Database Snapshots with Always On Availability Groups (SQL Server)
Applies to: SQL Server
[!NOTE] Creating database snapshots on any database has cpu and IO overhead due to copy on write activity. On database replicas, this can hurt redo throughput among other operations, especially as the number of snapshots increases.
You can create a database snapshot on an primary or secondary database in an availability group. The replica role must be either PRIMARY or SECONDARY, not in the RESOLVING state.
We recommend that the database synchronization state be SYNCHRONIZING or SYNCHRONIZED when you create a database snapshot. However, database snapshots can be created when the database synchronization state is NOT SYNCHRONIZING.
A database snapshot on a secondary replica should continue to work if the replica is DISCONNECTED from the primary replica.
Some Always On availability groups conditions cause both the source database and its database snapshots to be restarted, temporarily disconnecting users. These conditions are as follows:
The primary replica changes roles, whether because the current primary replica goes off line and comes back online on the same server instance or because the availability group fails over.
The database enters the secondary role.
If the availability replica that hosts database snapshots is failed over, the database snapshots remain on the server instance where they were created.
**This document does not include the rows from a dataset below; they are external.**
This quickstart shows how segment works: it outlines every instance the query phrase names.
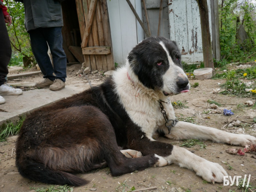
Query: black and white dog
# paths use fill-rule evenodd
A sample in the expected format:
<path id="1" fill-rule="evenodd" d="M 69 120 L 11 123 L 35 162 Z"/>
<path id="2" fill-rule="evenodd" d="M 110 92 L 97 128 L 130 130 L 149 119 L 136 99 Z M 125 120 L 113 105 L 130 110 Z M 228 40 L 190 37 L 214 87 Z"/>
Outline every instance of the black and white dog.
<path id="1" fill-rule="evenodd" d="M 256 143 L 251 136 L 184 122 L 169 132 L 160 101 L 166 102 L 161 103 L 168 118 L 175 119 L 170 97 L 189 88 L 176 43 L 148 38 L 132 49 L 126 66 L 101 85 L 27 116 L 16 145 L 18 171 L 32 180 L 78 186 L 87 181 L 72 173 L 108 165 L 116 176 L 175 163 L 207 181 L 221 182 L 227 173 L 218 164 L 152 138 L 158 131 L 177 140 L 242 146 Z M 119 147 L 125 150 L 120 152 Z"/>

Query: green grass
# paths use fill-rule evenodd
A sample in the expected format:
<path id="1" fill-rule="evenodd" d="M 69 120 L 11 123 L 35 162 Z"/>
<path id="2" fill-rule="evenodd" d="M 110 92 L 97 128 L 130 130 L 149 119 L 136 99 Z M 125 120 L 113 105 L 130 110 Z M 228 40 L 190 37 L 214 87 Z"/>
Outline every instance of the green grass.
<path id="1" fill-rule="evenodd" d="M 186 104 L 187 102 L 184 101 L 182 102 L 181 101 L 177 101 L 176 102 L 172 102 L 172 105 L 173 107 L 176 109 L 183 109 L 183 108 L 189 108 L 187 106 L 186 106 L 185 104 Z"/>
<path id="2" fill-rule="evenodd" d="M 9 66 L 23 66 L 23 55 L 18 53 L 12 53 L 9 62 Z"/>
<path id="3" fill-rule="evenodd" d="M 245 78 L 249 80 L 256 79 L 256 66 L 252 66 L 247 69 L 228 70 L 227 72 L 216 74 L 212 79 L 226 79 L 227 80 L 231 80 L 233 79 Z"/>
<path id="4" fill-rule="evenodd" d="M 200 146 L 200 148 L 206 148 L 207 145 L 205 144 L 199 140 L 191 139 L 190 140 L 184 140 L 183 143 L 180 145 L 180 147 L 192 147 L 195 145 Z"/>
<path id="5" fill-rule="evenodd" d="M 198 82 L 196 82 L 194 84 L 193 84 L 191 87 L 195 88 L 197 87 L 198 86 L 198 85 L 199 85 L 199 83 L 198 83 Z"/>
<path id="6" fill-rule="evenodd" d="M 6 138 L 9 136 L 17 135 L 19 131 L 20 131 L 24 119 L 24 118 L 21 118 L 16 125 L 14 125 L 12 122 L 11 122 L 2 125 L 1 128 L 0 128 L 0 130 L 1 130 L 0 142 L 6 141 Z"/>
<path id="7" fill-rule="evenodd" d="M 36 192 L 72 192 L 74 189 L 67 185 L 63 186 L 51 185 L 49 187 L 30 187 Z"/>
<path id="8" fill-rule="evenodd" d="M 221 85 L 221 87 L 225 89 L 219 94 L 236 96 L 238 97 L 253 97 L 256 98 L 256 92 L 251 91 L 247 92 L 245 89 L 253 88 L 253 84 L 247 86 L 245 83 L 238 79 L 233 79 L 227 81 L 226 82 Z M 255 86 L 254 85 L 254 86 Z"/>

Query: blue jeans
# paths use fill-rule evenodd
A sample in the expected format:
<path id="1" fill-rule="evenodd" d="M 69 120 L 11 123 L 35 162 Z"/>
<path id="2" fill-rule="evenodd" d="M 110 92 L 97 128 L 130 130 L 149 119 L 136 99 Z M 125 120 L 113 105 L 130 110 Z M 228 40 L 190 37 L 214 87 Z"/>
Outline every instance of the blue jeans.
<path id="1" fill-rule="evenodd" d="M 67 77 L 67 57 L 62 48 L 62 27 L 40 27 L 29 30 L 32 51 L 44 78 L 52 81 Z M 52 55 L 53 67 L 47 54 L 48 44 Z M 53 73 L 55 76 L 53 75 Z"/>

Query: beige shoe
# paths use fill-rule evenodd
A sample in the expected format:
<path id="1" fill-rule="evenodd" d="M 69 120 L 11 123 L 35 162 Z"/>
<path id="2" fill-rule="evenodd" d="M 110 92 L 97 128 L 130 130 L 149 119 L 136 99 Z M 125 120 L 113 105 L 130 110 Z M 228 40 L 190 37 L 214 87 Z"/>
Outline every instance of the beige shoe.
<path id="1" fill-rule="evenodd" d="M 48 87 L 51 84 L 53 84 L 53 83 L 54 83 L 53 81 L 51 81 L 48 78 L 45 78 L 43 81 L 36 83 L 35 86 L 39 88 Z"/>
<path id="2" fill-rule="evenodd" d="M 52 90 L 60 90 L 65 87 L 65 82 L 57 79 L 54 81 L 53 84 L 50 86 L 50 89 Z"/>

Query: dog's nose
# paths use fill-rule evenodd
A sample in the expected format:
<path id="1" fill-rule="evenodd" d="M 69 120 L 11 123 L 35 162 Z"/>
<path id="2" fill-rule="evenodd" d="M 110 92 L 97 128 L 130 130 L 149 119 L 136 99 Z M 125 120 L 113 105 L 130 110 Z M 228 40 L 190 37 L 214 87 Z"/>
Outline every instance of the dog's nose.
<path id="1" fill-rule="evenodd" d="M 189 80 L 185 77 L 179 77 L 177 80 L 177 84 L 180 88 L 186 87 L 189 84 Z"/>

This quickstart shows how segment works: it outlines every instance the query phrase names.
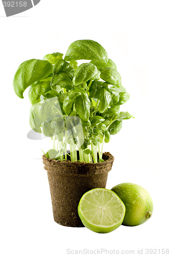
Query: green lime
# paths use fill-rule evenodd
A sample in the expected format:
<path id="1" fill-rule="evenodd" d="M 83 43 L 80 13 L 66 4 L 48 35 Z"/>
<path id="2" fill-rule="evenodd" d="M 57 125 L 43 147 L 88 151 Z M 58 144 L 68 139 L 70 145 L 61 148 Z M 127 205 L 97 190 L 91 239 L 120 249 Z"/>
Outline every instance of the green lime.
<path id="1" fill-rule="evenodd" d="M 112 191 L 94 188 L 80 199 L 78 214 L 87 228 L 98 233 L 108 233 L 122 223 L 125 206 Z"/>
<path id="2" fill-rule="evenodd" d="M 119 197 L 126 207 L 123 225 L 137 226 L 151 217 L 153 201 L 144 188 L 136 184 L 126 183 L 117 185 L 111 190 Z"/>

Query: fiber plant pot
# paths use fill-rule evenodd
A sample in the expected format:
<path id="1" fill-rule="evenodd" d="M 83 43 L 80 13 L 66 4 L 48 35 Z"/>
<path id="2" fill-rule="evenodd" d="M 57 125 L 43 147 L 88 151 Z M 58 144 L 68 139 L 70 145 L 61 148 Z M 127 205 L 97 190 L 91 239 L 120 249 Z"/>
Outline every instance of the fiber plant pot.
<path id="1" fill-rule="evenodd" d="M 44 155 L 42 159 L 47 172 L 55 221 L 63 226 L 83 227 L 78 213 L 79 201 L 87 191 L 106 187 L 113 156 L 104 153 L 104 162 L 96 163 L 56 161 Z"/>

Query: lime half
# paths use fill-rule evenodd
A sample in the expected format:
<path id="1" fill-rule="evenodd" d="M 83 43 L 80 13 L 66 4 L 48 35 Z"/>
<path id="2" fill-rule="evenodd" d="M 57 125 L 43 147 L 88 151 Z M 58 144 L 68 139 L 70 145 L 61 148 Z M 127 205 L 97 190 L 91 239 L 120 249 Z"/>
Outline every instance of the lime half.
<path id="1" fill-rule="evenodd" d="M 125 206 L 117 195 L 106 188 L 94 188 L 81 198 L 78 214 L 85 227 L 98 233 L 108 233 L 122 223 Z"/>

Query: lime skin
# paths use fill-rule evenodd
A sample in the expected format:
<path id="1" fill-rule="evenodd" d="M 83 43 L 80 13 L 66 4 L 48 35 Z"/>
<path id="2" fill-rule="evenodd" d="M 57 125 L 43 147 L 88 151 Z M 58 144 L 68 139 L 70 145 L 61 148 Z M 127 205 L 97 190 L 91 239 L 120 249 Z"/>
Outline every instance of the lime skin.
<path id="1" fill-rule="evenodd" d="M 152 216 L 153 203 L 150 195 L 142 187 L 136 184 L 125 183 L 112 187 L 124 203 L 126 213 L 122 225 L 137 226 Z"/>
<path id="2" fill-rule="evenodd" d="M 95 191 L 99 190 L 99 193 L 103 191 L 108 191 L 108 193 L 109 193 L 110 195 L 110 194 L 112 194 L 113 197 L 114 196 L 114 198 L 117 198 L 117 201 L 118 201 L 119 202 L 119 209 L 117 208 L 117 206 L 116 206 L 116 209 L 118 210 L 118 211 L 119 211 L 119 214 L 120 214 L 120 218 L 119 220 L 117 222 L 115 222 L 115 223 L 110 223 L 110 225 L 96 225 L 94 224 L 94 223 L 92 223 L 89 219 L 87 219 L 86 217 L 85 217 L 83 213 L 83 210 L 82 210 L 82 203 L 83 204 L 83 201 L 84 200 L 84 198 L 85 197 L 86 195 L 90 193 L 90 192 L 92 191 Z M 100 198 L 100 195 L 99 196 L 99 198 Z M 110 199 L 110 198 L 109 198 Z M 98 199 L 97 199 L 98 201 Z M 110 202 L 110 200 L 109 200 L 109 202 Z M 87 201 L 88 202 L 88 201 Z M 99 201 L 99 202 L 100 203 L 101 201 Z M 107 203 L 107 201 L 106 202 L 106 204 Z M 114 204 L 113 205 L 114 206 Z M 88 207 L 88 205 L 87 205 L 87 208 L 88 209 L 89 207 Z M 100 208 L 99 208 L 99 209 Z M 93 188 L 87 192 L 86 192 L 82 198 L 81 199 L 79 205 L 78 205 L 78 214 L 79 215 L 79 217 L 83 224 L 83 225 L 88 228 L 89 229 L 91 230 L 91 231 L 93 231 L 93 232 L 96 232 L 97 233 L 109 233 L 110 232 L 111 232 L 112 231 L 114 230 L 116 228 L 117 228 L 118 227 L 120 226 L 120 225 L 122 223 L 122 222 L 123 221 L 124 216 L 125 216 L 125 206 L 123 202 L 121 201 L 121 200 L 119 198 L 118 196 L 113 191 L 111 191 L 110 189 L 107 189 L 106 188 Z M 108 217 L 108 220 L 109 220 L 110 218 L 108 215 L 107 215 L 107 217 Z M 101 218 L 100 216 L 97 216 L 96 217 L 96 218 L 98 219 L 98 220 L 100 221 L 100 222 L 102 220 L 101 219 Z M 88 218 L 89 219 L 89 218 Z"/>

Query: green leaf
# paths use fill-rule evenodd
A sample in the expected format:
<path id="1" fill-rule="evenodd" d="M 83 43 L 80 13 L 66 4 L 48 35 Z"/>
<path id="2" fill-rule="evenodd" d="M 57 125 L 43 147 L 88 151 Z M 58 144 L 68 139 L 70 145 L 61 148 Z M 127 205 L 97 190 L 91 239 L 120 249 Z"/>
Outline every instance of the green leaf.
<path id="1" fill-rule="evenodd" d="M 80 117 L 84 121 L 87 121 L 90 116 L 90 101 L 87 93 L 80 89 L 81 95 L 76 98 L 75 108 Z"/>
<path id="2" fill-rule="evenodd" d="M 55 75 L 59 72 L 65 72 L 72 79 L 74 76 L 75 70 L 68 62 L 63 59 L 57 61 L 54 66 L 53 73 Z"/>
<path id="3" fill-rule="evenodd" d="M 31 128 L 37 129 L 45 121 L 48 121 L 51 109 L 47 102 L 38 102 L 33 105 L 30 110 L 30 124 Z"/>
<path id="4" fill-rule="evenodd" d="M 98 42 L 92 40 L 78 40 L 69 46 L 64 59 L 67 61 L 90 59 L 107 63 L 108 57 L 106 50 Z"/>
<path id="5" fill-rule="evenodd" d="M 72 59 L 72 60 L 70 60 L 69 62 L 69 65 L 72 67 L 72 68 L 74 69 L 75 70 L 76 70 L 77 69 L 78 67 L 78 63 L 76 60 L 74 59 Z"/>
<path id="6" fill-rule="evenodd" d="M 100 72 L 94 65 L 90 63 L 83 63 L 76 70 L 73 82 L 75 86 L 78 86 L 88 80 L 99 80 L 100 75 Z"/>
<path id="7" fill-rule="evenodd" d="M 59 97 L 60 91 L 62 91 L 62 89 L 59 89 L 58 90 L 50 90 L 50 91 L 48 91 L 48 92 L 47 92 L 46 93 L 43 94 L 43 96 L 44 97 L 45 99 L 50 99 L 51 98 L 53 98 L 54 97 Z"/>
<path id="8" fill-rule="evenodd" d="M 112 123 L 108 129 L 108 132 L 111 135 L 114 135 L 119 133 L 122 127 L 123 121 L 116 120 Z"/>
<path id="9" fill-rule="evenodd" d="M 52 120 L 51 126 L 55 130 L 56 135 L 62 135 L 65 131 L 65 122 L 63 117 L 59 117 Z"/>
<path id="10" fill-rule="evenodd" d="M 30 111 L 29 122 L 31 128 L 33 131 L 34 131 L 34 132 L 36 132 L 36 133 L 41 133 L 41 125 L 39 125 L 38 126 L 36 126 L 35 124 L 35 120 L 33 112 L 32 111 L 32 108 L 31 108 L 31 110 Z"/>
<path id="11" fill-rule="evenodd" d="M 99 62 L 98 61 L 95 61 L 94 60 L 91 60 L 90 63 L 92 63 L 95 65 L 97 69 L 99 70 L 102 68 L 112 68 L 112 69 L 117 69 L 115 63 L 110 59 L 108 59 L 108 62 L 107 63 L 103 62 Z"/>
<path id="12" fill-rule="evenodd" d="M 99 158 L 99 163 L 102 163 L 103 162 L 104 162 L 105 160 L 103 159 L 101 159 L 101 158 Z"/>
<path id="13" fill-rule="evenodd" d="M 62 53 L 60 53 L 59 52 L 54 52 L 54 53 L 46 54 L 43 58 L 43 60 L 47 60 L 52 64 L 55 64 L 56 61 L 59 59 L 62 59 L 62 56 L 63 54 Z"/>
<path id="14" fill-rule="evenodd" d="M 58 153 L 56 150 L 50 150 L 46 154 L 46 157 L 50 159 L 54 159 L 57 157 Z"/>
<path id="15" fill-rule="evenodd" d="M 120 115 L 117 120 L 126 120 L 129 119 L 130 118 L 134 118 L 134 117 L 128 112 L 120 112 Z"/>
<path id="16" fill-rule="evenodd" d="M 100 100 L 98 110 L 102 113 L 104 112 L 109 105 L 111 100 L 110 93 L 106 88 L 101 87 L 99 90 L 98 99 Z"/>
<path id="17" fill-rule="evenodd" d="M 40 100 L 40 96 L 44 95 L 50 90 L 50 81 L 40 81 L 31 86 L 29 91 L 29 97 L 31 104 L 33 104 L 37 100 Z"/>
<path id="18" fill-rule="evenodd" d="M 121 77 L 116 70 L 111 68 L 100 69 L 101 78 L 106 82 L 119 87 L 121 86 Z"/>
<path id="19" fill-rule="evenodd" d="M 71 79 L 66 73 L 63 72 L 58 73 L 53 77 L 51 81 L 52 89 L 56 89 L 57 86 L 68 90 L 71 90 L 74 87 Z"/>
<path id="20" fill-rule="evenodd" d="M 64 99 L 63 102 L 63 110 L 66 115 L 69 115 L 71 112 L 72 105 L 78 96 L 81 95 L 81 93 L 78 91 L 72 92 Z"/>
<path id="21" fill-rule="evenodd" d="M 120 86 L 117 89 L 119 93 L 126 93 L 126 89 L 123 86 Z"/>
<path id="22" fill-rule="evenodd" d="M 105 112 L 102 114 L 102 116 L 105 118 L 108 118 L 109 117 L 117 118 L 119 116 L 119 113 L 117 109 L 110 108 L 105 111 Z"/>
<path id="23" fill-rule="evenodd" d="M 130 99 L 130 95 L 128 93 L 120 93 L 119 100 L 118 102 L 114 102 L 115 105 L 122 105 L 126 103 Z"/>
<path id="24" fill-rule="evenodd" d="M 119 99 L 119 93 L 117 87 L 106 82 L 103 83 L 103 86 L 111 93 L 113 103 L 117 103 Z"/>
<path id="25" fill-rule="evenodd" d="M 33 83 L 47 77 L 52 72 L 52 65 L 46 60 L 33 59 L 22 63 L 13 81 L 16 94 L 23 98 L 25 90 Z"/>
<path id="26" fill-rule="evenodd" d="M 42 131 L 45 136 L 50 137 L 52 137 L 55 133 L 55 130 L 51 126 L 51 122 L 46 121 L 42 124 Z"/>

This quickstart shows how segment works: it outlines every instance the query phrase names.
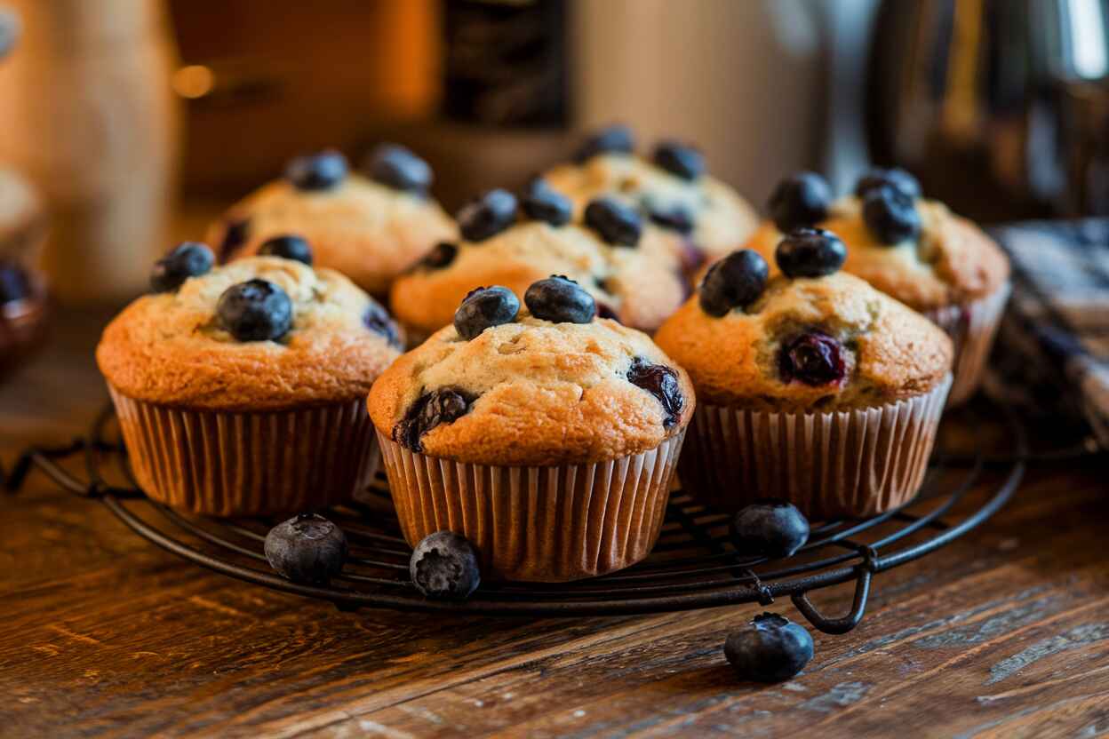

Users can continue to use the snapshots after the failover.If performance is a concern in your environment, we recommend that you create database snapshots only on secondary databases that are hosted by a secondary replica that is configured for manual failover mode. If you ever manually fail over the availability group to this secondary replica, you can create a new set of database snapshots on another secondary replica, redirect clients to the new database snapshots, and drop all of the database snapshots from the now primary databases.